New cases in Japan have jumped this month to 25,000 every day, more than triple the previous highest peak. Omi considers this a disaster.

Prime Minister Yoshihide Suga on Friday extended and extended the state of emergency covering Tokyo and other areas until at least mid-September, although most of the restrictions are not legally enforceable.

Many governors are urging the prime minister to consider much stricter restrictions. But Suga said blockades have been broken around the world and vaccines are “the way forward.”

Daily vaccinations in Japan increased tenfold from May to June as thousands of construction sites and universities began offering vaccines, but a slow start left the country catching up. Only about 40% of people are fully vaccinated.

In Australia, a delta epidemic hit Sydney in June, after an unvaccinated limousine driver was infected while carrying a crew of U.S. cargo from Sydney Airport. State officials hesitated for 10 days before imposing lockdown measures across Sydney which have now dragged on for two months.

At the start of the pandemic, the Australian federal government imposed only one nationwide lockdown. Now, in the midst of the delta outbreak, he’s pursuing a strategy he calls aggressive removal – including tight controls on Australians leaving the country and foreigners entering – but essentially letting heads of state take the lead. .

New infections in Sydney have risen from a few a week before the last outbreak to over 800 a day.

“It is not possible to eliminate it completely.
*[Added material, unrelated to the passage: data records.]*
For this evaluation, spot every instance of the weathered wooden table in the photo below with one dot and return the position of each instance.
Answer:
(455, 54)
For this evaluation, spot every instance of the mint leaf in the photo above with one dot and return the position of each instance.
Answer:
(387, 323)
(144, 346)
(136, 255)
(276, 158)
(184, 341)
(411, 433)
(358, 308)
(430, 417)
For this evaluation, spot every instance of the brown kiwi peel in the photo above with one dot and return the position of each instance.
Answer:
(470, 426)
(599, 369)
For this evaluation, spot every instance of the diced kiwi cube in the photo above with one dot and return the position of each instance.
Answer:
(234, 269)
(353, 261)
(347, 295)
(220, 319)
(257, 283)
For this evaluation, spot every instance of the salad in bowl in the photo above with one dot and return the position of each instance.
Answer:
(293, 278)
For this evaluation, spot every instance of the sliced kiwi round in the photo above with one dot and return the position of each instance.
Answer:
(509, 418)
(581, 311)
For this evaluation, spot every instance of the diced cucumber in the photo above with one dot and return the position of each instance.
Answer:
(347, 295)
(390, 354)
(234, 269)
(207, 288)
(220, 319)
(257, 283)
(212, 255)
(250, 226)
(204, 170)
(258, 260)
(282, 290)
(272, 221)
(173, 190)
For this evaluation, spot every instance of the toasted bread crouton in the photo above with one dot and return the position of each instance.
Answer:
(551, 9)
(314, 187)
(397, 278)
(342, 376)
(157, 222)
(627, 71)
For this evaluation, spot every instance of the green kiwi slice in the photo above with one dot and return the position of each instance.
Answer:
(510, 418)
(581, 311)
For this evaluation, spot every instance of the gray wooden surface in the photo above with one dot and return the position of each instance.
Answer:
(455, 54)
We have to learn to live with it, ”said Gladys Berejiklian, Premier of the State of New South Wales in Sydney, in what many have interpreted as a significant step back from the resolve with which state leaders have previously been shown to completely crush epidemics.

“This is why we have a dual strategy in New South Wales,” said Berejiklian. “Reduce the number of cases, increase the vaccination rates. We have to achieve both in order to be able to live freely in the future.”
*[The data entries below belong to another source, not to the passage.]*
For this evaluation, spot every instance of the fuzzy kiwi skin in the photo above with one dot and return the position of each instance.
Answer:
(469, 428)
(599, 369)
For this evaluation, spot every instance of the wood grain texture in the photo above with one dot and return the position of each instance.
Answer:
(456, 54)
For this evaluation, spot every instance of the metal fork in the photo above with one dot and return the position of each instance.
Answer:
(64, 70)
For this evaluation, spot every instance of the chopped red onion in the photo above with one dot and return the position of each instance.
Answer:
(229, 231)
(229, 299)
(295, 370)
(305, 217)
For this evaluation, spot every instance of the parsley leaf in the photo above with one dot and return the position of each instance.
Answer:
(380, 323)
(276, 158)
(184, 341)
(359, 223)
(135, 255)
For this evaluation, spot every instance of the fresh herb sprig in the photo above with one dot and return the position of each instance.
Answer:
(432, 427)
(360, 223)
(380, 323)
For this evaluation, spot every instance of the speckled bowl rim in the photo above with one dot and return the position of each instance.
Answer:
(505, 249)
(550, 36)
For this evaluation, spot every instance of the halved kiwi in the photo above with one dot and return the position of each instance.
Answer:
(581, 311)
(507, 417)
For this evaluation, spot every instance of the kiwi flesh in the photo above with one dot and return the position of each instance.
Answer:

The epidemic in Sydney has spread to the capital, Canberra, which has also been stranded. Government employee Matina Carbone wore a mask when shopping on Friday.

“I don’t know if anyone is really going to beat Delta,” she said. “I think we just have to try and increase our immunization rates and slowly open things up when we think it’s safe to do so.”
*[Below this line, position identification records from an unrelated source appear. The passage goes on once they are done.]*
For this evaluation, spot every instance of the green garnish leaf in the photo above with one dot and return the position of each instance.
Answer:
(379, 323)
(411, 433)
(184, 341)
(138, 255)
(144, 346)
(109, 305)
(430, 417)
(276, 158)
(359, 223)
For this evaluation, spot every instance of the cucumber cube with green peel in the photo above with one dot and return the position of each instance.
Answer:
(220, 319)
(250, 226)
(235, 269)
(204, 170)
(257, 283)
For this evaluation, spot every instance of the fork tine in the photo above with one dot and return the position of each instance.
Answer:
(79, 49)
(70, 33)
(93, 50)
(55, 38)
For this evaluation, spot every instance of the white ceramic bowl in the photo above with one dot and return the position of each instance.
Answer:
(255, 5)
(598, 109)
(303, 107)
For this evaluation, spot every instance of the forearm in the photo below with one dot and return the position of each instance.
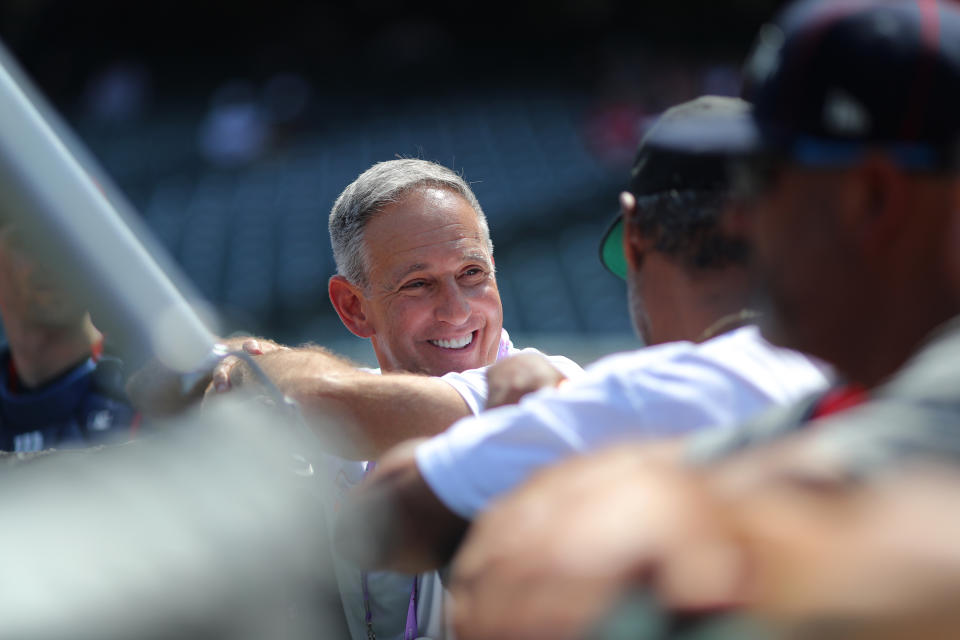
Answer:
(394, 521)
(371, 413)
But Australia is far behind even Japan when it comes to vaccinating people, with just 23% of people fully vaccinated.

Last year, shortly after the start of the pandemic, neighboring New Zealand imposed a strict national lockdown and closed its border to non-residents. This completely wiped out the virus. The country of 5 million people has been able to beat every epidemic since, recording just 26 deaths from the virus.

It went on for six months without a single locally spread case, allowing people to go about their daily lives as before the pandemic.

But this month, the Sydney outbreak spread to New Zealand, carried by a returning traveler.

New Zealand Prime Minister Jacinda Ardern quickly imposed the most stringent form of lockdown.

As of Sunday, the number of locally spread cases in New Zealand had risen to 72 and the virus had reached the capital, Wellington. Authorities rushed to locate 10,000 more people who may have been exposed.

Ardern has been unwavering.

“We’ve been here before. We know the elimination strategy works. Cases go up, then they fall, until we run out of them,” she said. “It’s tried and true. We just have to hold on.”

Baker, the epidemiologist, said he believes it is still possible for New Zealand to wipe out the virus again by continuing the “burning embers” approach of taking drastic action to eradicate the virus. first sign of an epidemic.

New Zealand doesn’t have much of a Plan B. A recent report by expert government advisers noted that the country has relatively few intensive care hospital beds and said an epidemic could quickly overwhelm the healthcare system. health.

And New Zealand was the slowest developed country to fire, with just 20% of people fully vaccinated.

Yamaguchi reported from Tokyo and McGuirk from Canberra, Australia.